Ancient Greeks were fascinated by language and invented much of the terminology in which we still talk about it. Protagoras (5th century bc) first classified nouns as masculine, feminine and ‘things’ (neuter). Aristotle (4th c. bc) defined articles, nouns, conjunctions and verbs, and talked of vowels, consonants, syllables and inflections as well as groups of words producing a collective meaning (‘utterance’), noting that ‘there can be utterance without verbs’. Dionysius from Thrace (2nd c. bc) divided nouns into cases (nominative, vocative, etc.), and singular and plural.
They also argued intensely about words and word-formation. Apollonius ‘Duskolos’ (‘Grouch’, 2nd c. ad) pointed out that traditional orthography demonstrated that there were historical reasons behind word-formation and spelling. These generated rules, from which one could identify spelling errors. Without rules, one could not do that. This, he argued, also applied to the meaning of words, i.e. there was such a thing as right and wrong usage. Exceptions, as ever, simply proved that rules existed.

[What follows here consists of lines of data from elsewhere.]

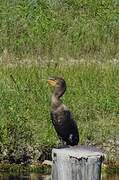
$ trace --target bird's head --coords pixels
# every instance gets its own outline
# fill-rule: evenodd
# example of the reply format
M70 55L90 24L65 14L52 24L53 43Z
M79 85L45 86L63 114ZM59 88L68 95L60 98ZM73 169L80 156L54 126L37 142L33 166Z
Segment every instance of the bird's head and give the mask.
M54 94L61 97L66 91L66 82L61 77L50 77L48 83L55 88Z

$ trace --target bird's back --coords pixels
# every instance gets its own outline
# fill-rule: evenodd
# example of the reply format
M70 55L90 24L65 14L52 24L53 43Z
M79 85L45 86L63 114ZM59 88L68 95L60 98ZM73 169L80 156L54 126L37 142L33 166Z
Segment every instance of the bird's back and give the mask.
M67 107L62 104L51 112L51 118L58 136L67 145L77 145L79 142L78 127Z

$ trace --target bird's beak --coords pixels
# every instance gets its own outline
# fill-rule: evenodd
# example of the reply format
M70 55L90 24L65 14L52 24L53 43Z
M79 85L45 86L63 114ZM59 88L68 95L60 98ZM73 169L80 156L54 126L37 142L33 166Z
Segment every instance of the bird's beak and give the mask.
M57 81L55 79L48 79L48 83L51 85L51 86L55 86Z

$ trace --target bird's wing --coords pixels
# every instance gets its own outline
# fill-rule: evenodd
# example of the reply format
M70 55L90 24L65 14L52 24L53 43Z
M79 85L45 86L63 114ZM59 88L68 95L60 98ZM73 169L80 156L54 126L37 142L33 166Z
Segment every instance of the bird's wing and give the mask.
M71 112L68 109L61 111L51 112L52 123L55 130L62 139L73 138L78 136L78 128L74 121Z

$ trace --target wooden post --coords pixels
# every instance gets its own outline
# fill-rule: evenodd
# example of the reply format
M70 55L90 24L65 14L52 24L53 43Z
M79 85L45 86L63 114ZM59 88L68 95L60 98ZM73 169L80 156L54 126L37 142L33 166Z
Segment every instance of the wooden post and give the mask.
M100 180L103 158L89 147L53 149L52 180Z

The consequence of this focus is that the education system was dominated by mastering words: syllables and endings (morphology), pronunciation, meaning, spelling and reciting. Get those right and you were on the way to becoming a master of the spoken word. Syntax, i.e. rules of sentence structure, was a post-classical invention. It was irrelevant to writing beautifully.
Where does that leave the universities? They look to develop clarity and precision of thought. Spelling is a convention (Latin conuenio, ‘I agree’); so, for the most part, are the meanings of words. They represent agreed standards. To get them wrong suggests a lack of precision.